From the task detail view you can:

  • Run Now --- Execute the task immediately. For recurring tasks, this triggers an extra run without affecting the schedule. For one-time tasks, this consumes the scheduled run.
  • Pause / Resume --- Temporarily suspend a recurring task without deleting it. When resumed, the next execution is recalculated from the current time.
  • Edit Instructions --- Update the prompt that runs when the task fires.
  • Edit Schedule --- Change the cron expression or timezone for recurring tasks.
  • Delete --- Permanently cancel the task.

Runtime overrides

Each task can optionally override the global model and effort level. This lets you run cost-sensitive recurring tasks on a lighter model or boost effort for critical one-time tasks without changing your agent's default settings.

  • Model --- Override which Claude model handles the task's sessions.
  • Effort --- Override the thinking effort level (low, medium, high, xhigh, max).

Set these when creating the task (via the model and effort parameters in schedule_task) or update them later from the task detail view.
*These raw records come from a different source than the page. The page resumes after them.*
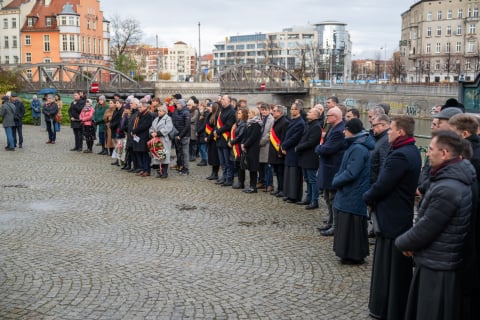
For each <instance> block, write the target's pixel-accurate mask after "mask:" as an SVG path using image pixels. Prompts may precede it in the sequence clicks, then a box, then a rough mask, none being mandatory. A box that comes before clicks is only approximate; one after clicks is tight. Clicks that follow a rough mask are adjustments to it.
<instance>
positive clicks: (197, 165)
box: [197, 160, 208, 167]
mask: <svg viewBox="0 0 480 320" xmlns="http://www.w3.org/2000/svg"><path fill="white" fill-rule="evenodd" d="M207 165H208V164H207V161H206V160H201V161H200V162H199V163H197V166H199V167H206V166H207Z"/></svg>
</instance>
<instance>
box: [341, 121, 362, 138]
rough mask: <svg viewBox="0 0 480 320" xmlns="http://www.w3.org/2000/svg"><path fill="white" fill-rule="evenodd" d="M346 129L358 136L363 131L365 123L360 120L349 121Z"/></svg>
mask: <svg viewBox="0 0 480 320" xmlns="http://www.w3.org/2000/svg"><path fill="white" fill-rule="evenodd" d="M345 129H346V130H348V131H350V133H353V134H357V133H359V132H360V131H362V130H363V123H362V121H360V119H357V118H353V119H350V120H349V121H347V123H346V124H345Z"/></svg>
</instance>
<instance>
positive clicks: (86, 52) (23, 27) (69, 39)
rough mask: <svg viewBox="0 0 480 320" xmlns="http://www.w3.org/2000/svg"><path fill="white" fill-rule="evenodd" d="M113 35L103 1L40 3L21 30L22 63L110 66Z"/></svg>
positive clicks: (22, 27)
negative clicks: (66, 63)
mask: <svg viewBox="0 0 480 320" xmlns="http://www.w3.org/2000/svg"><path fill="white" fill-rule="evenodd" d="M109 31H110V30H109V22H108V21H106V20H105V19H104V17H103V12H102V11H101V10H100V1H99V0H37V1H36V3H35V5H34V6H33V9H32V10H31V12H30V13H28V14H27V15H26V18H25V21H24V23H23V26H22V27H21V31H20V37H21V54H22V59H21V61H22V62H23V63H32V64H36V63H85V64H97V65H103V66H107V65H108V64H109V63H110V49H109V48H110V32H109ZM27 75H28V73H27ZM30 76H31V75H30Z"/></svg>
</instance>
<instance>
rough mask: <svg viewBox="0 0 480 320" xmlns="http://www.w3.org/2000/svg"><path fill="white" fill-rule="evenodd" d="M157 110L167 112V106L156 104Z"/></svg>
mask: <svg viewBox="0 0 480 320" xmlns="http://www.w3.org/2000/svg"><path fill="white" fill-rule="evenodd" d="M157 110H158V111H163V112H165V113H168V108H167V106H166V105H164V104H162V105H160V106H158V107H157Z"/></svg>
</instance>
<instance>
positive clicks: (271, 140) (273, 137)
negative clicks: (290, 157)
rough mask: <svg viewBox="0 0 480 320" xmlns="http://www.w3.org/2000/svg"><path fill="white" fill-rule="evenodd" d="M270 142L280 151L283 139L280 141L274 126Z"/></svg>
mask: <svg viewBox="0 0 480 320" xmlns="http://www.w3.org/2000/svg"><path fill="white" fill-rule="evenodd" d="M270 142H271V143H272V146H273V148H275V150H276V151H277V152H279V151H280V143H281V141H280V138H279V137H278V136H277V134H276V133H275V130H273V127H272V129H270Z"/></svg>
Set a field to null to revert to the global default.

Run history

Every time a scheduled task fires, it creates a new agent session. The task detail view shows a complete run history with links to each session, so you can review what the agent did on each execution. Recurring tasks also display a total execution count.

The schedule_task MCP tool

Agents have access to the schedule_task tool, which means they can create scheduled tasks programmatically during a conversation. This enables patterns like:

  • An agent sets up its own recurring monitoring after you describe what to watch for.
  • An agent schedules a follow-up task to check on the results of a long-running operation.
  • An agent creates a deferred task when it determines the right time to act is later.

The tool is non-blocking --- the agent continues its conversation immediately after scheduling, and the task runs independently at the scheduled time in a new session.